HAYVANCILIĞIN GELDİĞİ NOKTA HİÇ İÇ AÇICI DEĞİL
Ülkemizde ve bölgemizde hayvancılığın geldiği durumun değerlendirmesini yapan Kahya, dikkat çeken ayrıntılara değindi. Başkan Kahya, ‘’Et ve süt, insan yaşamında önemli bir besin ve protein kaynağıdır. Bu iki besin maddesi olmadan yaşamayı tasavvur edebilmemiz mümkün değildir. Biz, et ve süt üreten işletmelerin kurmuş olduğu bir örgütlenmeyiz. Kendimiz üretmemiz gerekirken, maalesef sürekli dışardan hayvan ithalatı yapıyoruz. Edindiğimiz bilgilere göre, 2017 yılı içerisinde, yurtdışından takriben 1 milyon baş civarında damızlık hayvan ve besi materyali getirilmiş. Oysa her türlü imkana sahibiz. Otumuz da var, samanımız da. Neden kendimiz üretmiyoruz? Sütün çıkış fiyatıyla, sanayicinin üretmiş olduğu süt mamullerinin arasında ki farka baktığınızda, çok ciddi bir uçurum olduğunu görürsünüz. Demek ki, hayvancılığın geldiği nokta hiç iç açıcı değil’’ dedi. Başkan Yaşar Kahya, şunları söyledi; ‘’Üreticinin içinde bulunduğu durumun bir analizini yapacak olursak, devletin 2010 yılından beri, Ziraat Bankası marifetiyle, sürekli olarak faizi süspanse edilmiş krediler dağıtmasıyla başlayabiliriz.

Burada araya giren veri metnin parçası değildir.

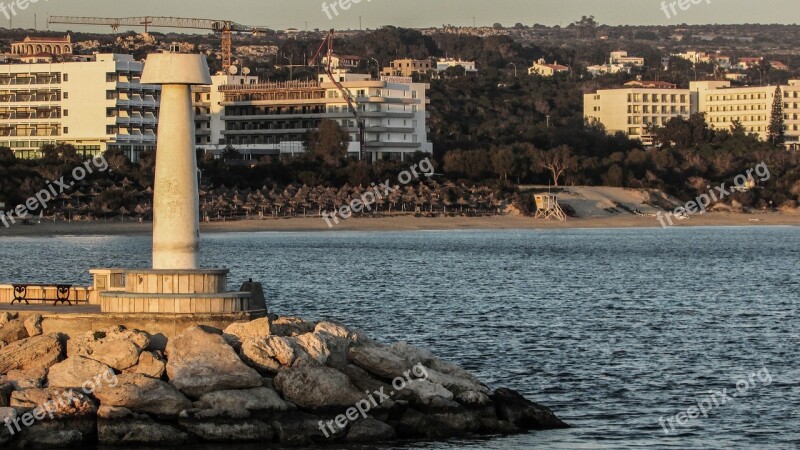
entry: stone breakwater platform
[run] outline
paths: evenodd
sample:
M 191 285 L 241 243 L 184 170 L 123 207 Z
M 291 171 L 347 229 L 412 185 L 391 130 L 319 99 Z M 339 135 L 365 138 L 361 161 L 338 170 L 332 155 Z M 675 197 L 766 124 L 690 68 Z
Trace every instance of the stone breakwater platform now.
M 427 350 L 336 322 L 267 316 L 166 330 L 146 320 L 0 312 L 0 423 L 10 424 L 0 448 L 374 446 L 568 426 Z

Bu sayede yeni yeni işletmeler kuruluyor ancak bir taraftan da kurulandan daha fazla işletmeler kapanıyor. Şu an Adana’da, 200 baş üstü hayvanın beslenebileceği 5 işletme satılık vaziyette. Üreten insanlar, para kazanamıyorlar. Yem ve diğer bütün girdiler pahalıyken, üretilen sütün fiyatı ise olması gereken düzeyde değil. Etin ‘karkas’ olarak kesim fiyatı ise çok ucuz. Parayı kasap ve marketçi kazanıyor. Bu da hayvancılığı azaltıyor. Kalan üreticiler, bir yandan da işletmesinde süt verecek olan hayvanların kesimini yapıyor. Dişi hayvan kesimleri devam ettiğinden, et açığı meydana geliyor. Bu açığı da kapatmak için devlet ithalata yöneliyor. Et para ettiği için dişi düvelerden besi çiftlikleri kuruluyor ve kesime gönderiliyor. Devletin, bu konuda acilen tedbir alması gerekiyor. Bir taraftan yurtdışından gebe düve ithal ediyoruz, bir taraftan da kendi dişi düvelerimizi et için kesiyoruz. Anlamak mümkün değil. Geçen yıllarda bu sorunla ilgili bakanlığa bir çözüm önerisinde bulunduk. Düve çiftlikleri kurulmasını talep ettik.’’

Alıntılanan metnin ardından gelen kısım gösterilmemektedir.